Do you have any collaborative opportunities in your research?

All my work is collaborative.  Actually, all the work the group does is, or will become, collaborative as well – it is the only way forward.

What has been the proudest achievement of your career so far?

Tough one – I suppose it was the medal we all got for being members of the first human genome project.  Well, either that or having my then girlfriend chatted up by James Watson at the 50th anniversary party for uncovering the structure of DNA.  By the way, I was not proud in any way by James doing that, what I was proud of was she still picked me!

What do you find to be the most challenging aspect of your work?

Oh my, dare I say it – people. Managing monsters would be easier sometimes. I love the scale and breadth of my work, this allows me to fulfil many of my interests but from a much larger spectrum.  However, I will rarely know as much as my collaborators do about their work – for me, that is challenging as I would like to know everything.

What do you consider to be the key challenges in healthcare and medicine that we need to overcome in the next 20 years?

Early detection.  We need (and I mean this with as much passion and frustration as one can add in the text on a screen) to move away from the trap of treating symptoms and into the arena of curing the cause.

What is the best piece of advice you would give to students and early career researchers who aspire to have a successful career in research and/or academia?

Ask questions – a lot of questions. Never stop learning or inspiring others to learn. Share everything you do.  Be the conduit for those questions, learning and sharing.  Those who covert their data doom research.

And finally, if you could time travel, when/where would you go?

This is probably the hardest question.  So it is a toss-up between:

I’m an avid collector of fossils – I would love to see them alive – let’s say I want to see an Archaeopteryx fly (so circa ~150 million to 125 million years ago) and I could have spied some other Dinosaurs as well – brilliant.

Or:

I love physics and one of my heroes is Sir Isaac Newton (circa 1705 just after his knighthood).

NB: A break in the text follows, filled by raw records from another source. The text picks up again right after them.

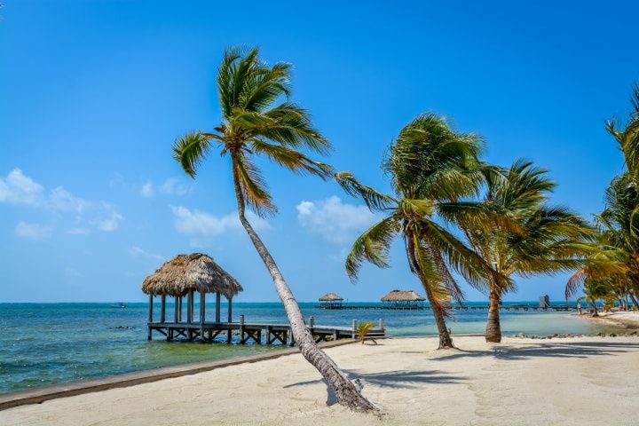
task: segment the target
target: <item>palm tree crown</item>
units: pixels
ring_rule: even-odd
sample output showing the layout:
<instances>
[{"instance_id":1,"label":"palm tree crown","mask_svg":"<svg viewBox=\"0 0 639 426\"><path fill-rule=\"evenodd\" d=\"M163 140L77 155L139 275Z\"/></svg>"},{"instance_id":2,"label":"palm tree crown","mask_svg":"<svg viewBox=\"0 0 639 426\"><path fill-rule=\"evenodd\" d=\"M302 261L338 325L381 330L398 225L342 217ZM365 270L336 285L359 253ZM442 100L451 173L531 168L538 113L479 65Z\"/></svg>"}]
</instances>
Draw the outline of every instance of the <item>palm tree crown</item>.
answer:
<instances>
[{"instance_id":1,"label":"palm tree crown","mask_svg":"<svg viewBox=\"0 0 639 426\"><path fill-rule=\"evenodd\" d=\"M254 156L262 154L291 171L324 179L331 176L332 169L299 151L327 154L331 146L313 128L308 113L288 100L290 64L269 67L258 53L257 48L248 51L232 48L225 52L217 74L222 122L214 131L192 131L178 138L173 153L185 171L194 177L217 143L221 155L233 157L233 173L246 203L264 216L277 208Z\"/></svg>"},{"instance_id":2,"label":"palm tree crown","mask_svg":"<svg viewBox=\"0 0 639 426\"><path fill-rule=\"evenodd\" d=\"M444 342L450 336L443 316L450 302L462 298L450 267L477 281L482 271L477 264L483 261L441 222L454 224L477 212L477 203L462 199L476 193L481 182L480 152L477 136L456 133L443 118L428 114L402 129L383 160L394 194L366 186L350 172L335 175L347 193L385 216L352 244L346 258L349 276L356 280L364 261L388 267L390 242L401 234L411 271L420 279L438 320L443 347L452 345Z\"/></svg>"}]
</instances>

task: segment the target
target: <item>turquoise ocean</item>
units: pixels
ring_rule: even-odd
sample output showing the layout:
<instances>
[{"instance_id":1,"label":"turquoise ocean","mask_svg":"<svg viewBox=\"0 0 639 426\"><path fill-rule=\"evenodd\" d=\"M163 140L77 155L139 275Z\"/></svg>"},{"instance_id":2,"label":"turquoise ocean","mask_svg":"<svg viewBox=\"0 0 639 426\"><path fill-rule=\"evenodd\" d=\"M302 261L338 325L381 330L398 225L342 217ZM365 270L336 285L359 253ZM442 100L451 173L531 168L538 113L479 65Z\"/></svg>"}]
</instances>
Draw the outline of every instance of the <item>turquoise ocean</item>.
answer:
<instances>
[{"instance_id":1,"label":"turquoise ocean","mask_svg":"<svg viewBox=\"0 0 639 426\"><path fill-rule=\"evenodd\" d=\"M388 335L437 334L429 310L327 311L319 309L315 303L300 305L304 316L312 315L318 325L348 327L353 319L378 321L383 318ZM168 304L168 318L172 318L172 304ZM154 311L157 317L159 304ZM207 312L210 315L214 306L207 304ZM225 318L225 314L223 304L222 317ZM233 304L234 320L241 314L247 322L286 323L284 309L277 303ZM454 311L454 320L449 321L453 333L484 332L487 311ZM156 340L148 342L147 316L148 304L144 303L126 304L125 308L117 307L117 304L0 304L0 393L280 349L257 344L167 343L159 334L154 335ZM509 335L520 332L611 333L619 328L571 312L502 310L501 330L504 335Z\"/></svg>"}]
</instances>

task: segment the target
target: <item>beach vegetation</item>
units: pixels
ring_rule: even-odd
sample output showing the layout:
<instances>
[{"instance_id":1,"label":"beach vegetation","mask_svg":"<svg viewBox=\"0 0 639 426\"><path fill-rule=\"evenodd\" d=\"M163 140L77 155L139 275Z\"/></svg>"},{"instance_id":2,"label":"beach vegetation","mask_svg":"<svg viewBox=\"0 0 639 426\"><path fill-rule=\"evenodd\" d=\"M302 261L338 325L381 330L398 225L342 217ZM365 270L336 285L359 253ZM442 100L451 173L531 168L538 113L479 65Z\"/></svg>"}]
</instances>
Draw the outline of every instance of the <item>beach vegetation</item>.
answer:
<instances>
[{"instance_id":1,"label":"beach vegetation","mask_svg":"<svg viewBox=\"0 0 639 426\"><path fill-rule=\"evenodd\" d=\"M569 209L548 203L556 185L547 170L531 162L517 160L486 177L485 209L503 215L515 225L496 227L487 220L460 225L469 245L485 260L481 264L490 268L471 284L488 294L485 339L499 343L500 304L506 293L517 288L511 278L580 268L591 251L588 241L594 230Z\"/></svg>"},{"instance_id":2,"label":"beach vegetation","mask_svg":"<svg viewBox=\"0 0 639 426\"><path fill-rule=\"evenodd\" d=\"M430 304L439 348L454 347L446 318L451 303L463 298L453 271L470 282L480 280L486 271L484 259L446 225L474 220L482 209L464 201L477 194L482 182L481 150L477 135L456 132L443 117L425 114L401 130L383 160L392 194L361 184L349 171L335 174L349 194L383 217L353 242L345 262L348 275L356 281L364 261L389 267L390 244L401 236L410 270Z\"/></svg>"},{"instance_id":3,"label":"beach vegetation","mask_svg":"<svg viewBox=\"0 0 639 426\"><path fill-rule=\"evenodd\" d=\"M340 404L374 410L375 406L318 348L293 292L246 215L247 208L263 217L277 211L256 162L258 157L299 175L327 179L333 174L328 164L308 156L307 153L326 154L331 145L313 126L308 112L290 100L290 64L264 62L257 48L226 50L217 71L221 122L212 130L190 131L178 138L173 156L192 178L214 151L227 159L240 222L272 278L300 351L322 375Z\"/></svg>"},{"instance_id":4,"label":"beach vegetation","mask_svg":"<svg viewBox=\"0 0 639 426\"><path fill-rule=\"evenodd\" d=\"M371 321L363 321L357 325L357 328L355 328L355 331L357 331L358 336L359 336L359 342L362 344L364 344L367 335L374 327L375 323Z\"/></svg>"}]
</instances>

I would have loved to speak to him about motion, thermodynamics and if he was indeed a dyslexic like me.

But this time I will pick:

I want to speak to Alfred Nobel (circa 1884 just after he was elected as a member of the Royal Swedish Academy of Sciences), not around his invention of dynamite but his legacy in the Nobel prizes.  Whatever reason he decided to set these prizes up is not going to be part of the debate.  However, not allowing posthumous prizes (whether his fault or not) will definitely be on the agenda. Many deserve this honour but as a genomicist one cannot feel shame that Rosalind Franklin was not, at the time, seen as an important contributor to the work published on the structure of DNA or given a posthumous Nobel prize with the others involved.